Order of Australia Award (AM).
IHMRI’s Professor Justin Yerbury has been awarded an Order of Australia Award (Member of the Order; AM) as part of the 2020 Australia Day honours.
Professor Yerbury has been recognised for his dedication to Motor Neurone Disease (MND) Research and advocacy.
Professor Yerbury says he is honoured to receive the reconigtion.
“The award to me is recognition of the hard work and sacrifice we have made in our quest to improve the lives of Australian’s living with MND. It is also a reflection of the amazing efforts of those that make it all possible including my wife Rachel, my family and my research team.”

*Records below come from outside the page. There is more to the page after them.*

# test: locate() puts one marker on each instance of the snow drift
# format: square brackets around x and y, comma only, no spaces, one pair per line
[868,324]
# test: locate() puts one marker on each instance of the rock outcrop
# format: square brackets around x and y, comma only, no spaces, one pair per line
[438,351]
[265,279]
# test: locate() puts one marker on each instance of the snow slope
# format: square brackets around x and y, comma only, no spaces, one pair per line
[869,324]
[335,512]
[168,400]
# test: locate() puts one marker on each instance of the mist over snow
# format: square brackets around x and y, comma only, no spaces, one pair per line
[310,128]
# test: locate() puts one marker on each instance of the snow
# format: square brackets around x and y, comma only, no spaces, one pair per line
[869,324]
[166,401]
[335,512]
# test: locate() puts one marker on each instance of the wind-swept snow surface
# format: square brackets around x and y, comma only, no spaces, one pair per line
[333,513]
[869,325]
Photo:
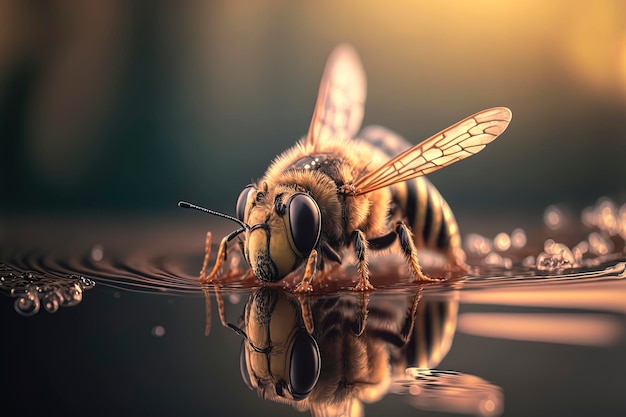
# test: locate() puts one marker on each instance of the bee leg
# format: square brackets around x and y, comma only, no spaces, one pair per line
[360,248]
[361,320]
[207,254]
[208,311]
[307,316]
[409,324]
[222,256]
[309,273]
[405,237]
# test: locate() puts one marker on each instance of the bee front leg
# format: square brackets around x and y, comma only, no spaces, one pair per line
[361,249]
[309,273]
[222,256]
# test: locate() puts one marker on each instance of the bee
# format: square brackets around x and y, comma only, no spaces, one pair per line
[338,190]
[332,368]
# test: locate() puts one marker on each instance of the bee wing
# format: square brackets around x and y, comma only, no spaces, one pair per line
[463,139]
[341,97]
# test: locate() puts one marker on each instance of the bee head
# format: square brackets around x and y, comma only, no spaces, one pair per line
[284,226]
[279,358]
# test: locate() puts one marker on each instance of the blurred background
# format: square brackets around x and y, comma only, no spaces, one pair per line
[128,106]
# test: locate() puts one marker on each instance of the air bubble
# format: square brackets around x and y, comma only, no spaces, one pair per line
[97,253]
[557,256]
[553,217]
[529,261]
[502,242]
[27,304]
[158,331]
[518,238]
[495,259]
[599,245]
[477,244]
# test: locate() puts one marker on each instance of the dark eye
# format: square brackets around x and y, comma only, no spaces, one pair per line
[304,365]
[242,202]
[304,221]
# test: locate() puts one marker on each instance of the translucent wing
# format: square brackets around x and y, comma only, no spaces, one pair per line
[465,138]
[341,97]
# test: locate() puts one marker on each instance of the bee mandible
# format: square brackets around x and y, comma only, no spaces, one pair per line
[338,190]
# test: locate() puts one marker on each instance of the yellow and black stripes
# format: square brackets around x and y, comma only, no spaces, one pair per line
[428,215]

Justin Yerbury was diagnosed with Motor Neurone Disease (MND) in May 2016, 12 years after he completed his undergraduate science degree.
Justin’s career change from professional basketball to leading MND researcher was motivated by the deaths from MND of his mother, his grandmother and aunt – in one six week period. Within years, his sister Sarah was diagnosed with MND, and died not long afterwards at the age of 26. Most cases of MND occur randomly but 10 per cent of cases are inherited, as in Justin’s family.

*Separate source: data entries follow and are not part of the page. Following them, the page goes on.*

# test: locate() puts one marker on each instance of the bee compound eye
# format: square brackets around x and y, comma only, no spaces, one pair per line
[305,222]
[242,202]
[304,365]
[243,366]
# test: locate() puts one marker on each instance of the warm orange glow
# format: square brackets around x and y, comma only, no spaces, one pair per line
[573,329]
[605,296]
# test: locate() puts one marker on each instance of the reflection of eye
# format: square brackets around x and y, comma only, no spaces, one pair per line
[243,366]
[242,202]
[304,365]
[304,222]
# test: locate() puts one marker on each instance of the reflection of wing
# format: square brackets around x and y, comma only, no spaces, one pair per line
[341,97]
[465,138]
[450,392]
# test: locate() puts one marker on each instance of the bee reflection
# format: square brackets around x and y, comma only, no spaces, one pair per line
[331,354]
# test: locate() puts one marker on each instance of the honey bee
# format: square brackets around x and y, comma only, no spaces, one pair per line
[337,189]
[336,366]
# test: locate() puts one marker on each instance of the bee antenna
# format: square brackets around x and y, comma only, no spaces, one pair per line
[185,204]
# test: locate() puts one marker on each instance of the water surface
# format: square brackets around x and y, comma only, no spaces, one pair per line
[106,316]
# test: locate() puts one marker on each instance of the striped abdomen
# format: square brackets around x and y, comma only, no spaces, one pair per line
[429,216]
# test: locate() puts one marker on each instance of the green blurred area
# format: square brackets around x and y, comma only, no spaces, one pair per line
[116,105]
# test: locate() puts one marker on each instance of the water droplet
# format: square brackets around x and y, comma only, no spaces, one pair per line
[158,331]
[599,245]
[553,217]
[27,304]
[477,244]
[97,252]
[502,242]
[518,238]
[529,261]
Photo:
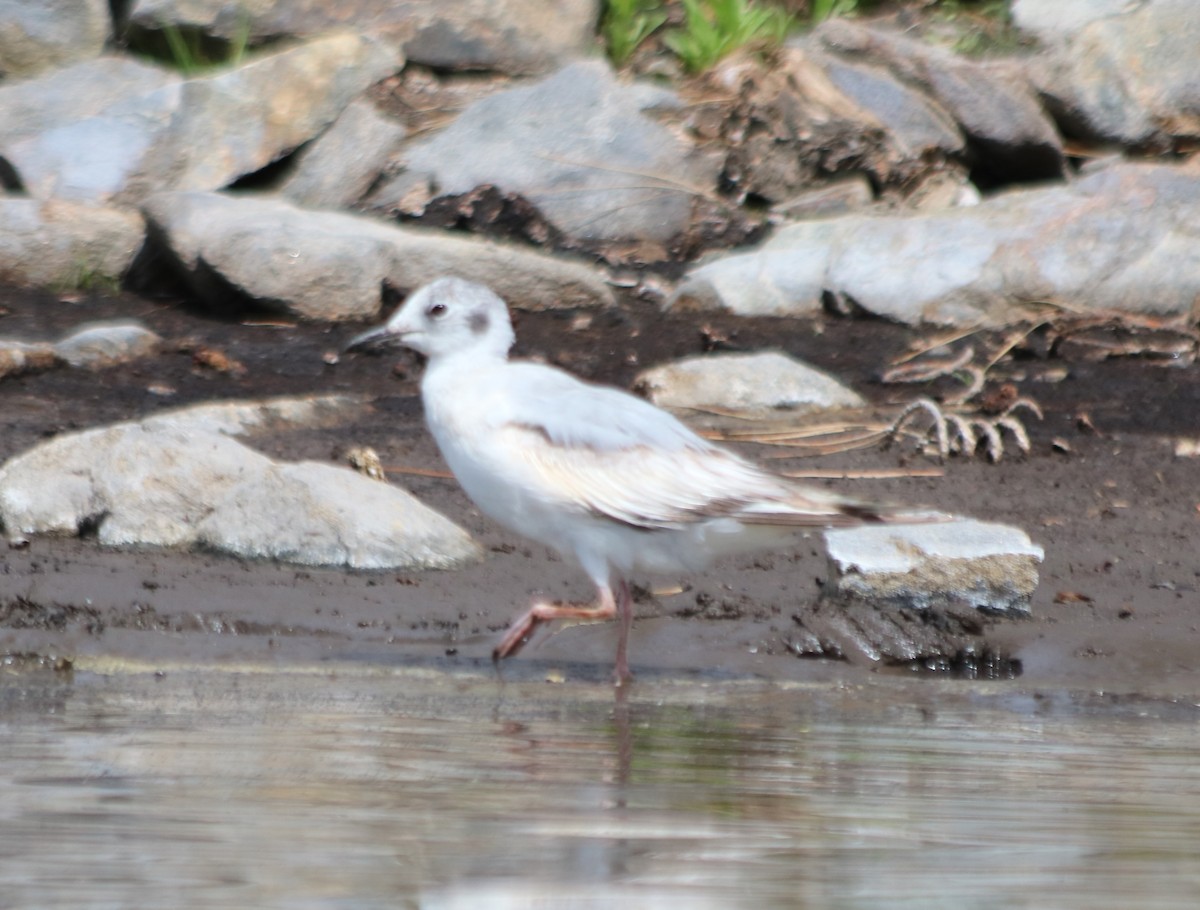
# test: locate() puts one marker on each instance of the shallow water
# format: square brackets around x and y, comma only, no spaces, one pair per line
[354,789]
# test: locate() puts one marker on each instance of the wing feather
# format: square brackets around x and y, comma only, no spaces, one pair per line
[617,455]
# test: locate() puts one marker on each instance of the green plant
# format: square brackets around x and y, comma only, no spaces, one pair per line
[89,277]
[717,28]
[628,23]
[192,52]
[822,10]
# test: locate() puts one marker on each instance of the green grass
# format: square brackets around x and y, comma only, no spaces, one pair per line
[627,24]
[713,29]
[193,53]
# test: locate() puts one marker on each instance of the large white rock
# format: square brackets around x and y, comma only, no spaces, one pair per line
[331,265]
[160,485]
[504,35]
[36,36]
[203,132]
[65,245]
[342,163]
[105,343]
[1128,76]
[760,384]
[935,566]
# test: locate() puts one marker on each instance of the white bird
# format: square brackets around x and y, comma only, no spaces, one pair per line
[593,472]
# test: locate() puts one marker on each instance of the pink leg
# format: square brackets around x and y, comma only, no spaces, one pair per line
[625,611]
[522,627]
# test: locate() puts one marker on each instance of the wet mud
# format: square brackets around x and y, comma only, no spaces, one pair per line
[1102,490]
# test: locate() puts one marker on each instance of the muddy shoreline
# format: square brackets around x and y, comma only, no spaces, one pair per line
[1116,609]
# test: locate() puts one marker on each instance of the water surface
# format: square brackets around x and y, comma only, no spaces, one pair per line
[358,789]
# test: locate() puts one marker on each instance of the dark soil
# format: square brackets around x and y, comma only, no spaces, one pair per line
[1102,491]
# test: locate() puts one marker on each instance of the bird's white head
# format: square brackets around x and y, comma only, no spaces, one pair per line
[448,316]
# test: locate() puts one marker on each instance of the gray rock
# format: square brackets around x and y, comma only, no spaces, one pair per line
[204,132]
[996,107]
[1129,78]
[915,124]
[106,343]
[579,145]
[36,36]
[837,198]
[75,93]
[936,566]
[342,163]
[136,485]
[505,35]
[245,418]
[17,357]
[761,384]
[1056,21]
[1117,239]
[66,245]
[316,514]
[330,265]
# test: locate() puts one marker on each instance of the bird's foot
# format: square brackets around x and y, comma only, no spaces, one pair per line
[522,628]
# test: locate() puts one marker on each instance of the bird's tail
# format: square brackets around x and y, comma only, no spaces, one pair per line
[807,507]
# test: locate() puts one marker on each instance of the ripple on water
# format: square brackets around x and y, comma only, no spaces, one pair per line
[361,791]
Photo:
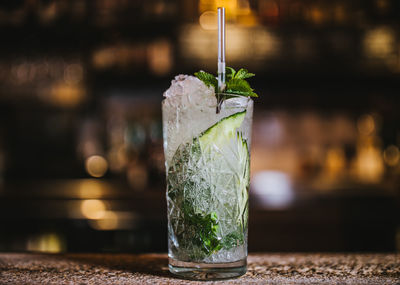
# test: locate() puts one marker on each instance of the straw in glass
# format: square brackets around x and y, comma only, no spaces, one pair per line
[221,49]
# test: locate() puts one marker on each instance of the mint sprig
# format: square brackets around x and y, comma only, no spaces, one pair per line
[235,84]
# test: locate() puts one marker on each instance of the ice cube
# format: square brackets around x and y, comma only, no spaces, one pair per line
[189,91]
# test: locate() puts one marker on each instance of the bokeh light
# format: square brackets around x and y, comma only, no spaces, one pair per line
[96,165]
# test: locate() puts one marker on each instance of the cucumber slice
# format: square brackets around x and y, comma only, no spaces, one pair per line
[222,132]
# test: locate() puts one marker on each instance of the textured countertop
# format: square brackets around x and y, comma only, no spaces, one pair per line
[26,268]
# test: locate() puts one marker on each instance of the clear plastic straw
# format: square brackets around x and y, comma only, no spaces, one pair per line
[221,49]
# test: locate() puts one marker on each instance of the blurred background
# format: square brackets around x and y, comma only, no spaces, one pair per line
[81,83]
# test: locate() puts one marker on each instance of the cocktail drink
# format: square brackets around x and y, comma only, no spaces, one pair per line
[207,130]
[208,173]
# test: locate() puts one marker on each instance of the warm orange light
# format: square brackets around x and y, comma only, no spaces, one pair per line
[49,242]
[96,165]
[379,42]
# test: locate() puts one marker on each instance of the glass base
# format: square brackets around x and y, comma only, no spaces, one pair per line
[207,271]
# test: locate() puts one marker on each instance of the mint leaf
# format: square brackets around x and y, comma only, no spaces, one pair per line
[207,78]
[239,87]
[230,73]
[236,84]
[243,74]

In January 2018 Justin underwent a tracheostomy and laryngectomy.
The decision to undergo surgery extended Justin’s life expectancy and enabled him to return to his research into MND at IHMRI.

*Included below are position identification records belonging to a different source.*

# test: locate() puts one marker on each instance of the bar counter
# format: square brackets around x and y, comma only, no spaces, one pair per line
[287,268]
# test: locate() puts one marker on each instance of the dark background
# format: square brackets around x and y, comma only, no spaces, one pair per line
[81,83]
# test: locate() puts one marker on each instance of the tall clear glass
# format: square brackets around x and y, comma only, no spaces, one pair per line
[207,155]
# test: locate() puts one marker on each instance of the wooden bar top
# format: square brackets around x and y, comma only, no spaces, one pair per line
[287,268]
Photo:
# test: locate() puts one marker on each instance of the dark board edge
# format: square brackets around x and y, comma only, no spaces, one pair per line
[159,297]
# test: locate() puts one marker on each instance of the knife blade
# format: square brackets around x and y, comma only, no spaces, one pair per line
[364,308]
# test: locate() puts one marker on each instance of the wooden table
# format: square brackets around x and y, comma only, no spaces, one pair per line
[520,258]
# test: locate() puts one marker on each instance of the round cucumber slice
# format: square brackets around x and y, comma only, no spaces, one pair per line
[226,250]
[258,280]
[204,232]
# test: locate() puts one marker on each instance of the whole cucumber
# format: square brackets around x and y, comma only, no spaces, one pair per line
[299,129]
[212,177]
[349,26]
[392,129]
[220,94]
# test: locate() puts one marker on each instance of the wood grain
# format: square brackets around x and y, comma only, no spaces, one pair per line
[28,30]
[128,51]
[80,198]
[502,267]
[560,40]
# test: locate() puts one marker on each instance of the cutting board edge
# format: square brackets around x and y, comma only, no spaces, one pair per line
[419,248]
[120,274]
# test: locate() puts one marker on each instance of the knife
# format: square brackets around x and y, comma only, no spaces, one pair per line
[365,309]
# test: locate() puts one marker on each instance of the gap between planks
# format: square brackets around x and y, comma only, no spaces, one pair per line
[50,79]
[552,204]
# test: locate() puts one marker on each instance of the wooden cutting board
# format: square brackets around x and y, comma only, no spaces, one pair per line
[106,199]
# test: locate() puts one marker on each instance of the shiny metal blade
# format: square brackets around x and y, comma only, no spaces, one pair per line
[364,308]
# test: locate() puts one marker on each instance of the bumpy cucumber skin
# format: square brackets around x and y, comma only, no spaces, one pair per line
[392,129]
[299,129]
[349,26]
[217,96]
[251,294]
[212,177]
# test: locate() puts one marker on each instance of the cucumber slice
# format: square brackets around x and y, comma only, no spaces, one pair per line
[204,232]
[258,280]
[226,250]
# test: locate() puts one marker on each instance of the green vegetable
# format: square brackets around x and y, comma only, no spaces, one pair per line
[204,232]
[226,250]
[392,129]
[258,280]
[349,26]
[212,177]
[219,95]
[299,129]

“This surgery may prolong my life by years, even decades, but the MND will continue to progress,” Justin said.
Justin now speaks with a computerised voice using a software program that converts words generated through eye-gaze technology. It is similar technology that was used by Stephen Hawking before his death. Justin and his family had visited Stephen Hawking in Cambridge in 2017. Before his death, Hawking recorded the introduction to the ABC Australian story documentary “The Enemy Within”.
Professor Sir Chrisopher Dobson also appeared in the ABC Australian Story documentary.
“The award is also something special because it was the last time my dear friend and mentor Professor Sir Christopher Dobson provided a reference for me before we lost him to pancreatic cancer in September 2019.”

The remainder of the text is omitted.